Originally trained at the Dammartin-Juilly Royal Academy at Goële (now Dammartin-en-Goële, Seine et Marne), as a young man he studied law and became a practicing lawyer. However, he quit legal work to pursue publishing, ultimately founding a moderately prestigious press. In 1800, his health failing him, he retired to a house in the country at Ivry-sur-Seine to devote himself to linguistic, scientific and literary pursuits, producing five works, of which his dictionary is the most famous.

==Bibliography==
- Dictionnaire universel de la langue française (Paris, Desray, 1800; ~1300 pp)

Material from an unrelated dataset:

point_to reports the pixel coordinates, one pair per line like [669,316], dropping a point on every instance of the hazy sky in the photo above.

- L'Univers, poème en prose et en douze chants, suivi de notes et d’observations sur le système de Newton et la théorie physique de la Terre, appelée plus généralement l’Univers délivré (Paris, Boiste, 1801; ~500 pp)
- Dictionnaire de Géographie Universelle, ancienne et moderne, d’après le plan de Vosgien (Paris, Desray, 1806; 712 pp)
- Nouveaux Principes de Grammaire et Solutions des Difficultés de la langue d’après la Génération des Idées (Paris, Verdière, 1820; 712 pp)
- Lettres d’après l’Association des idées (Paris, Verdière, 1821-1824, five volumes)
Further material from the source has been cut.